# orange beach natural bottom?



## gator7_5 (Oct 4, 2007)

Is there any natural bottom out of orange beach? I know the trysler grounds are close, but are there any within 10 or 12 miles?


----------



## BILL_MONEY (Feb 17, 2009)

there is a ledge just south of OB and i hope someone on here will throw the numbers up.... i have wanted to dive it !!!!!!!


----------



## LopeAlong (May 23, 2011)

Actually there are 7 ledges out of Orange Beach. 4 are clay and wood, 1 is giant stumps, 1 is a sandstone swiss cheese looking material and has a hard 90 degree agnle to it and I dont know what that one is. 

If I give you the #'s are you gonna post pics?


----------



## BILL MONEY (Jan 28, 2009)

dont have any underwater cameras.... i heard about the stumps... this was the subject of a few altercations on the dock in OB..... guys thinking somebody was fishing their reefs.... if you want to email the numbers or pm them... emails is [email protected]


----------



## gator7_5 (Oct 4, 2007)

LopeAlong said:


> Actually there are 7 ledges out of Orange Beach. 4 are clay and wood, 1 is giant stumps, 1 is a sandstone swiss cheese looking material and has a hard 90 degree agnle to it and I dont know what that one is.
> 
> If I give you the #'s are you gonna post pics?


Without a doubt. Hell, I'll give you some of the fish. Pm me or send them to [email protected]

Thanks


----------



## Hawaii 50 (Jul 28, 2009)

LopeAlong said:


> Actually there are 7 ledges out of Orange Beach. 4 are clay and wood, 1 is giant stumps, 1 is a sandstone swiss cheese looking material and has a hard 90 degree agnle to it and I dont know what that one is.
> 
> If I give you the #'s are you gonna post pics?


I have a camera and will send you and post the pics.
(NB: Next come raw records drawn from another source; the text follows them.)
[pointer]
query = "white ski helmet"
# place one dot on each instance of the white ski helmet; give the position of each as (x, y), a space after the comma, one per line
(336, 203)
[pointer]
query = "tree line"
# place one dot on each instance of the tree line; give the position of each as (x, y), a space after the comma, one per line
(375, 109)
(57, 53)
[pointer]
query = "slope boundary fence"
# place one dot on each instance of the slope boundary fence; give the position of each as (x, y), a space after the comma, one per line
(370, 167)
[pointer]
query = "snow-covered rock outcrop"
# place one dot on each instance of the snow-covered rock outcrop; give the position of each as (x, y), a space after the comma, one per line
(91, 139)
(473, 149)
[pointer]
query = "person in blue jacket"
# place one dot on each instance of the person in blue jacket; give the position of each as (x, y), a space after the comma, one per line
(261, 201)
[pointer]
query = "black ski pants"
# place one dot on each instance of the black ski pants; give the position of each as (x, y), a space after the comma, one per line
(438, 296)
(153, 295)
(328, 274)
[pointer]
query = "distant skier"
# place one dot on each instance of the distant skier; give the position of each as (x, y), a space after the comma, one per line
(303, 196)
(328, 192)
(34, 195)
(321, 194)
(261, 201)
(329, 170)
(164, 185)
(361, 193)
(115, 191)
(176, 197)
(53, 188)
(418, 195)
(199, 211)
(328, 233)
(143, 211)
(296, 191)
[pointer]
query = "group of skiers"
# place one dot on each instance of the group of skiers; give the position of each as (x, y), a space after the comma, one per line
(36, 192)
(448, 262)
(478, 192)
PM me the #'s if you can.


----------



## 706Z (Mar 30, 2011)

+4 on the ledge no's. Will diffly send pic's.PM me.Thanks


----------



## LopeAlong (May 23, 2011)

I guess the only way I'm gonna stop the pm's is give the numbers. You people are relentless. 
08'956
32'372

I want pics of the bottom. I could care less about the fish


----------



## LopeAlong (May 23, 2011)

Sorry guys, not giving out any of the other 6.


----------



## Hawaii 50 (Jul 28, 2009)

Which of the 7 ledges is this?


----------



## LopeAlong (May 23, 2011)

The one I haven't dove yet hince, lack of description above.


----------